Manipulate PDF files with various operations

Actions10

Overview

The node "PDF Tools" provides a variety of operations to manipulate PDF files within an n8n workflow. It supports tasks such as adding images or watermarks, deleting or extracting pages, merging multiple PDFs, reading metadata, reordering or rotating pages, splitting PDFs, and extracting text content from PDFs.

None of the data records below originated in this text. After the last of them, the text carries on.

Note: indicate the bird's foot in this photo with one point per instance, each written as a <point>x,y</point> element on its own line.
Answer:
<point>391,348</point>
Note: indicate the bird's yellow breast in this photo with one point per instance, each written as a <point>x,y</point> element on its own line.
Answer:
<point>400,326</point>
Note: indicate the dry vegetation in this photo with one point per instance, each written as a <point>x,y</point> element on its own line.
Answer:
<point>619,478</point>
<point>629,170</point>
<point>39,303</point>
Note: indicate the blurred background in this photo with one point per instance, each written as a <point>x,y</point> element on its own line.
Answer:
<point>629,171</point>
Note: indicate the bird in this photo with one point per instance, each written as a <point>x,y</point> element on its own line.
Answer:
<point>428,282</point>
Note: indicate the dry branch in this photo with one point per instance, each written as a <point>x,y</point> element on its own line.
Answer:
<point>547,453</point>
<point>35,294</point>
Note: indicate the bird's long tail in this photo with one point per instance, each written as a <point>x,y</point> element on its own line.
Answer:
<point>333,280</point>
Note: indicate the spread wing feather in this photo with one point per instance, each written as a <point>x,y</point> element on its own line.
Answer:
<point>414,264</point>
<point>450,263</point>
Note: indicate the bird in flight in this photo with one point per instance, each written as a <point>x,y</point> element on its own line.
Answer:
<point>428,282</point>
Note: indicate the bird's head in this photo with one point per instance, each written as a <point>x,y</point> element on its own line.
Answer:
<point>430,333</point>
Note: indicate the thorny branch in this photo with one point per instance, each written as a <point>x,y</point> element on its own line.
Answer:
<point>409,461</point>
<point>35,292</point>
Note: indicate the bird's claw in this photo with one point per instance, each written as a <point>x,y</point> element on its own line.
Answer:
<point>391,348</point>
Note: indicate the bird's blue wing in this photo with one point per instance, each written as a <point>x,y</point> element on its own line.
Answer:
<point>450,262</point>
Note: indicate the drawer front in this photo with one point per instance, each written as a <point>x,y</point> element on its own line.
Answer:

This node is beneficial in scenarios where automated PDF processing is required, such as:

Adding company logos or signatures as images to PDF reports.
Applying watermarks for document protection.
Extracting specific pages from large documents for sharing or archiving.
Merging multiple PDF invoices into a single file.
Reading metadata for document management systems.
Rotating scanned pages that are incorrectly oriented.
Splitting large PDFs into smaller parts.
Extracting textual content for indexing or analysis.

For example, you could use the "Extract Text" operation to pull all text from a PDF invoice for further processing or use "Add Watermark" to add a confidential stamp on sensitive documents.

Properties

Name	Meaning
PDF Binary Field (`pdfBinaryName`)	Name of the binary field containing the PDF file to process.

Additional properties relevant to the "Extract Text" operation (inherited from the node's full property set but not explicitly listed here) include:

Pages (for some operations): Specifies which pages to target, e.g., "1", "1,3-5", or "all".

Since only the pdfBinaryName property was provided for the "Extract Text" operation, this is the main input property relevant here.

Output

The node outputs JSON data with the extracted text under the field:

{
  "text": "extracted text content from the PDF"
}

No binary output is produced for the "Extract Text" operation since it returns plain text extracted from the PDF.

Dependencies

The node uses the external library pdf-parse to extract text from PDF files.
It also depends on pdf-lib for other PDF manipulations (not directly used in "Extract Text").
No special API keys or external services are required; all processing is done locally within the node.
Input PDFs must be provided as binary data fields in the workflow.

Troubleshooting

Missing binary data error: If the specified binary field does not exist or contains no data, the node will throw an error indicating no binary data found for the given field name. Ensure the correct binary field name is provided and that the input data contains the PDF.
Invalid MIME type error: The node validates that the input file is a PDF (application/pdf). If the input is not a PDF, an error will be thrown. Verify that the input binary data is indeed a PDF.
Empty text extraction: If the PDF contains no extractable text (e.g., scanned images without OCR), the output text may be empty. Consider preprocessing the PDF with OCR if text extraction is needed.
Page selection errors: For operations involving page ranges (not applicable to "Extract Text" specifically), invalid page numbers or formats will cause errors.

Links and References

pdf-parse GitHub repository – Used for extracting text from PDFs.
pdf-lib GitHub repository – Library for PDF manipulation.
n8n Documentation – General information about creating and using custom nodes.